“One, I regret to say, ma’am, he never ought to have preached.”
“Poor young man!” she laughed it off. “You’re a terribly severe critic, I’m afraid, Patch. Probably he was nervous.”
“And reason enough. You might think Satan himself stood at his elbow, the wicked things he said.”
This statement, coming from the mild and cow-like Mrs. Cooper, caused Felicia Verity the liveliest surprise. She glanced enquiringly from one to the other of the little group, reading constraint and hardly repressed excitement in the countenance of each. Their aspect and behaviour struck her, in fact, as singular to the point of alarm.
“Mary,” she asked, a trifle breathlessly, “has anything happened? Where is Miss Damaris?”
“Hadn’t she got back to The Hard, ma’am, before you came out?”
“No—why should she? You and the other servants always reach home first.”
“Miss Damaris went out before the rest,” Mrs. Cooper broke forth in dolorous widowed accents. “And no wonder, pore dear young lady, was it, Mr. Patch? My heart bled for her, ma’am, that it did.”
Miss Felicia, gentle and eager, so pathetically resembling yet not resembling her famous brother, grew autocratic, stern as him almost, for once.

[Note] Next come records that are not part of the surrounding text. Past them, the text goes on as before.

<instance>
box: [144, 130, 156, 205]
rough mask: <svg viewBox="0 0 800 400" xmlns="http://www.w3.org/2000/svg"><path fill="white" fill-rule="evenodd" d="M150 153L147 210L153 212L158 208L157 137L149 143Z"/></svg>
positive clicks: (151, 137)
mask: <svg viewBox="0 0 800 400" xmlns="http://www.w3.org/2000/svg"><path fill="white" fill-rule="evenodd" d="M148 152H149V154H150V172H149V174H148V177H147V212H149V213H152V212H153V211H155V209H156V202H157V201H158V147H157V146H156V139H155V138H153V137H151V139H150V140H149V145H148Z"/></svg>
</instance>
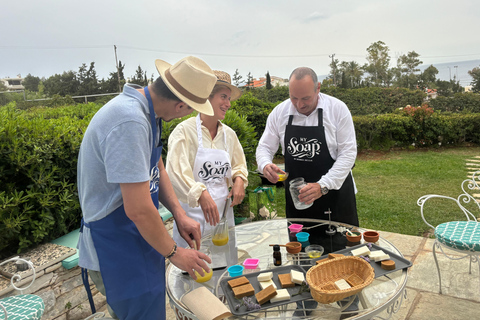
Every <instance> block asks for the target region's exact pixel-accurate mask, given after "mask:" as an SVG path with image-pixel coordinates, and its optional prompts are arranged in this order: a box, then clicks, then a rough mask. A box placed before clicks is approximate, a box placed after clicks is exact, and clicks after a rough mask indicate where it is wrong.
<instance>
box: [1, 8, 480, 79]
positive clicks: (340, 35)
mask: <svg viewBox="0 0 480 320" xmlns="http://www.w3.org/2000/svg"><path fill="white" fill-rule="evenodd" d="M2 2H3V3H2V4H1V6H0V8H1V9H0V21H1V29H0V78H3V77H7V76H10V77H15V76H16V75H17V74H21V75H22V76H26V75H27V74H28V73H30V74H32V75H34V76H38V77H49V76H51V75H54V74H56V73H62V72H63V71H68V70H73V71H78V68H79V67H80V66H81V65H82V63H85V64H87V65H90V62H92V61H93V62H95V69H96V71H97V74H98V77H99V78H100V79H101V78H103V77H105V78H107V77H108V75H109V73H110V72H114V71H115V70H116V69H115V68H116V67H115V54H114V48H113V46H114V45H116V46H117V56H118V60H120V61H122V63H123V64H125V65H126V67H125V70H124V73H125V76H126V77H130V76H132V75H134V74H135V70H136V69H137V67H138V66H139V65H140V66H141V67H142V69H144V70H146V71H147V75H148V77H150V76H151V75H152V74H154V78H156V77H157V75H158V74H157V71H156V69H155V64H154V60H155V59H163V60H166V61H167V62H169V63H175V62H176V61H178V60H179V59H181V58H183V57H184V56H187V55H195V56H198V57H200V58H202V59H203V60H205V61H206V62H207V63H208V64H209V65H210V66H211V67H212V69H219V70H224V71H227V72H229V73H230V74H231V75H233V73H234V72H235V69H238V70H239V72H240V74H241V75H243V77H244V78H246V75H247V74H248V73H249V72H251V74H252V76H253V77H254V78H258V77H261V76H264V75H265V73H266V72H267V71H269V72H270V75H272V76H279V77H283V78H287V77H288V76H289V74H290V72H291V71H292V70H293V69H294V68H295V67H298V66H309V67H311V68H313V69H314V70H315V71H316V72H317V73H318V74H319V75H323V74H328V73H329V70H330V68H329V63H330V61H331V58H330V57H329V56H330V55H332V54H335V58H336V59H339V60H340V61H352V60H354V61H357V62H358V63H360V64H362V65H363V64H364V63H365V62H366V60H365V57H366V53H367V52H366V49H367V48H368V46H370V45H371V44H372V43H374V42H376V41H379V40H381V41H383V42H385V44H386V45H387V46H388V47H389V48H390V56H391V58H392V59H391V60H392V65H391V66H395V64H396V58H397V57H398V56H399V55H401V54H406V53H407V52H409V51H413V50H414V51H416V52H417V53H419V54H420V59H421V60H422V61H423V63H424V64H433V63H443V62H450V61H464V60H476V59H480V41H479V40H478V36H477V33H478V30H480V19H479V15H478V12H479V7H478V3H477V1H474V0H456V1H450V0H448V1H447V0H436V1H429V0H428V1H427V0H336V1H330V0H296V1H284V0H265V1H262V0H243V1H239V0H236V1H233V0H191V1H184V0H149V1H146V0H135V1H124V0H116V1H114V0H95V1H92V0H82V1H78V0H70V1H60V0H43V1H38V0H22V1H2Z"/></svg>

“And you allowed Miss Damaris to leave church alone—she felt unwell, I suppose—none of you accompanied her? I don’t understand it at all,” she said.
“Young Captain Faircloth went out with Miss Damaris. She wished it, ma’am,” Mary declared, heated and resentful at the unmerited rebuke. “She as good as called to him to come and take her out of church. It wasn’t for us to interfere, so we held back.”
“Captain Faircloth? But this becomes more and more extraordinary! Who is Captain Faircloth?”
“Ah! there you touch it, you must excuse my saying, ma’am.” Mrs. Cooper gasped.
But at this juncture, Patch, rising to the height of masculine responsibility, flung himself gallantly—and how unwillingly—into the breach. He was wounded in his respect and respectability alike, wounded for the honour of the family whom he had so long and faithfully served. He was fairly cut to the quick—while these three females merely darkened judgment by talking all at cross purposes and all at once. Never had the solid, honest coachman found himself in a tighter or, for that matter, in anything like so tight a place. But, looking in the direction of the village, black of clothing, heavy of walk and figure, he espied, as he trusted, approaching help.
“If you please, ma’am,” he said, touching his black bowler as he spoke, “I see Canon Horniblow coming along the road. I think it would be more suitable for him to give you an account of what has passed. He’ll know how to put it with—with the least unpleasantness to all parties. It isn’t our place—Mrs. Cooper’s, Mary’s, or mine—if you’ll pardon my making so free with my opinion, to mention any more of what’s took place.”